Negotiated cash fed cattle trade was undeveloped through Tuesday afternoon.
Live Cattle futures edged higher with the firm fundamental outlook—at least static demand levels and weather-dampened beef production—for the near term. Feeder Cattle softened, likely due most to positioning after the previous session’s strong gain.
Live Cattle futures closed an average of 30¢ higher (5¢ higher to 97¢ higher in spot Feb).
Other than an average of 12¢ higher in Sep and Oct, Feeder Cattle futures closed an average of 32¢ lower.
Corn futures closed fractionally higher to 1¢ higher.

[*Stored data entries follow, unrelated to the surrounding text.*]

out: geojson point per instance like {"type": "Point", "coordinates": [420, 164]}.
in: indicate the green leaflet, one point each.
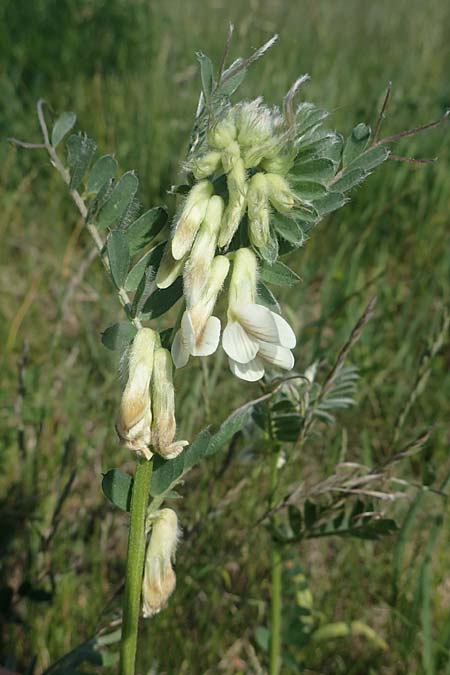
{"type": "Point", "coordinates": [118, 201]}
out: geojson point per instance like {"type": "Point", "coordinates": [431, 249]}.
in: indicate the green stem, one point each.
{"type": "Point", "coordinates": [135, 566]}
{"type": "Point", "coordinates": [276, 563]}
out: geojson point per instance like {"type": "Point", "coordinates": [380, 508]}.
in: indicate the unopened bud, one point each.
{"type": "Point", "coordinates": [243, 279]}
{"type": "Point", "coordinates": [258, 211]}
{"type": "Point", "coordinates": [280, 194]}
{"type": "Point", "coordinates": [163, 407]}
{"type": "Point", "coordinates": [169, 269]}
{"type": "Point", "coordinates": [199, 262]}
{"type": "Point", "coordinates": [237, 192]}
{"type": "Point", "coordinates": [222, 133]}
{"type": "Point", "coordinates": [190, 219]}
{"type": "Point", "coordinates": [199, 334]}
{"type": "Point", "coordinates": [206, 165]}
{"type": "Point", "coordinates": [135, 416]}
{"type": "Point", "coordinates": [159, 577]}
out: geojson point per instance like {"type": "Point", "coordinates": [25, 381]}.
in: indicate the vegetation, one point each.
{"type": "Point", "coordinates": [350, 605]}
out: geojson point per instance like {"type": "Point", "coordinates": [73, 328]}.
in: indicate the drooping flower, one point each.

Soybean futures closed 1¢ to 2¢ higher.
Wholesale beef values were weak on light to moderate demand and offerings, according to the Agricultural Marketing Service.
Choice boxed beef cutout value was 63¢ lower Tuesday afternoon at $217.02/cwt. Select was 31¢ lower at $213.10.
Major U.S. financial indices closed higher again Tuesday, buoyed by positive quarterly earnings reports. Also, there may have been some betting on the President’s State of The Union address scheduled for Tuesday night.
The Dow Jones Industrial Average closed 172 points higher. The S&P 500 closed 12 points higher. The NASDAQ was up 54 points.
Agricultural producers were more optimistic about the agricultural economy in January, but they remain concerned about farmland values, according to results from the January Purdue University/CME Group Ag Economy Barometer.
The barometer rebounded 16 points from December, to 143 in January. It’s based on 400 survey responses from agricultural producers across the country.
“This survey provided us with the first opportunity to measure farmers’ sentiment following the announcement of USDA’s second round of Market Facilitation Program (MFP) payments and the passage of the 2018 Farm Bill,” says James Mintert, the barometer’s principal investigator and director of Purdue University’s Center for Commercial Agriculture. “It appears that these two announcements provided a significant boost to producer sentiment regarding both current and future economic conditions.”
In January, both of the barometer’s two sub-indices increased month to month. The Index of Current Conditions rose 3 points to 132. The Index of Future Expectations increased 13 points to 148. Pessimism about farmland values increased, though. According to the January survey, the percentage expecting higher farmland values over the next 12 months declined 4 points to 13%. Those expecting higher values in the next five years declined 2 points to 48%.